That sucks, good luck next time!


----------



## Guest (May 13, 2011)

ha you werent up squaw peak were you?? there seems to be a whole flock of royal D!(K holes up there this year with that same kind of attitude! sorry that happened to you... just makes those times when you do finally succeed, that much sweeter! keep after it, its gotta happen some time!


----------



## Huge29 (Sep 17, 2007)

Here is the answer to your question http://www.ksl.com/?nid=148&sid=15519651


----------



## TEX-O-BOB (Sep 12, 2007)

Eventually the "newness" of turkey hunting in this state will wear off and the slob hunter, I'm entitled to it, retard factor will diminish. Until then it's going to be a cluster out there. The best you can do is hunt on off days and get farther from the roads... My buddy up in Idaho said that twenty years ago when they first opened turkey hunting in his area the idiot factor was incredible. There were CROWDS of people every weekend and the weekdays were a zoo as well. But, eventually the newness wore off and now you hardly see anyone except the die-hards. That's why I travel 12 hours to hunt up there. But even then we're not exempt from retards. This year we had a group of guys from, yep you guessed it, Utard set up right in our laps on the border of the property we'd kicked them off of the morning before. Those guys new we were in there hunting those birds, had been run off, and STILL insisted in setting up on top of us to try to muscle in on those birds. After that whole flock got boogered, we just moved on and ended up having a great hunt. But it still burns a little when you have that happen. I feel for ya Tiger...


----------



## tigerpincer (Dec 5, 2009)

Yep these things are bound to happen. the biggest reason I posted this story up was with the naive hope that maybe just a couple young hunters who havent been taught any better might learn a lesson and hunt the right way.


----------



## ridgetop (Sep 13, 2007)

That's a bummer. I had a couple of guys ride into my set up with their atvs a couple years ago. We were in a roadless area too. I almost got into it with them but there was two of them and I was alone. The one guy came at me, after I took a picture of him but I turned and got the ---- out of there and called the cops, which only gave them a warning. :evil:


----------



## proutdoors (Sep 24, 2007)

I hear you! I have 1200 acres of PRIVATE land south of Levan that I have SOLE control over who LEGALLY can hunt on it. Yet, this morning while helping wapiti67's 15 year old son try and get his first turkey we has multiple examples of 'slob' hunters. First thing this morning we set up within 150 yards of a tom we roosted last night. We hear him fly down and he is coming our way when all of a sudden he goes silent. We figure he saw one of move or something, so we move in on another tom we can hear gobbling like crazy. We get that tom moving toward us when suddenly he goes silent. We hear faint clucks, so I decide to check them out. I find three hunters more than a 1/2 mile inside PRIVATE property. When I explain to them they are trespassing they act ignorant to their mistake, but where they parked and left the WMA is is HEAVILY posted. That ended our hunt in that part of the property. As we are walking back toward the truck we hear a gobbler sounding off repeatedly on the west end, so we make a game plan and move in closer. We come across a recent campsite where THREE tents and a trailer were setup within the last week. Did I mention I have SOLE say on who can LEGALLY access this property? Guess how many people I have given permission to camp on the property.....We also found a pile of corn 50 yards of the road, on PRIVATE property. Did I mention I have SOLE say on who can LEGALLY access this property?

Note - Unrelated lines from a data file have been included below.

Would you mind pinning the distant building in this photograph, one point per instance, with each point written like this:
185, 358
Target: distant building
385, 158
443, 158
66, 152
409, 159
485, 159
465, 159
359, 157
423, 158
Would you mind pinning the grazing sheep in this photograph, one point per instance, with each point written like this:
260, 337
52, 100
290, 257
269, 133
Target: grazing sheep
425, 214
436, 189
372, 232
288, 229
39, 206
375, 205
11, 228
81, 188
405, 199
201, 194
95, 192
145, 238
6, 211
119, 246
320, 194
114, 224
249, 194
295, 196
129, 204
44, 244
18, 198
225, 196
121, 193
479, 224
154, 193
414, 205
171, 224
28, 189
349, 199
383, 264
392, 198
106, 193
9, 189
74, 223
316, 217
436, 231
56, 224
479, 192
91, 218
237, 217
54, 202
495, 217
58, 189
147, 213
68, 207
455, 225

Sadly, we had to head home with Danny's tag intact, but we had one tom almost step on me. Bad setup by ME. It was a fun time, but could of been funner if people respected other people a tad more.


----------



## wapiti67 (Oct 2, 2007)

Even though we had these idiots make the hunting difficult, Danny loves the time spent on the mountain and is already making plans for next years hunt. I'm pretty sure the efforts of soo many great men have instilled the desire to be in the mountains chasing some sort of game as much as possible. Thanks Bart!!!


----------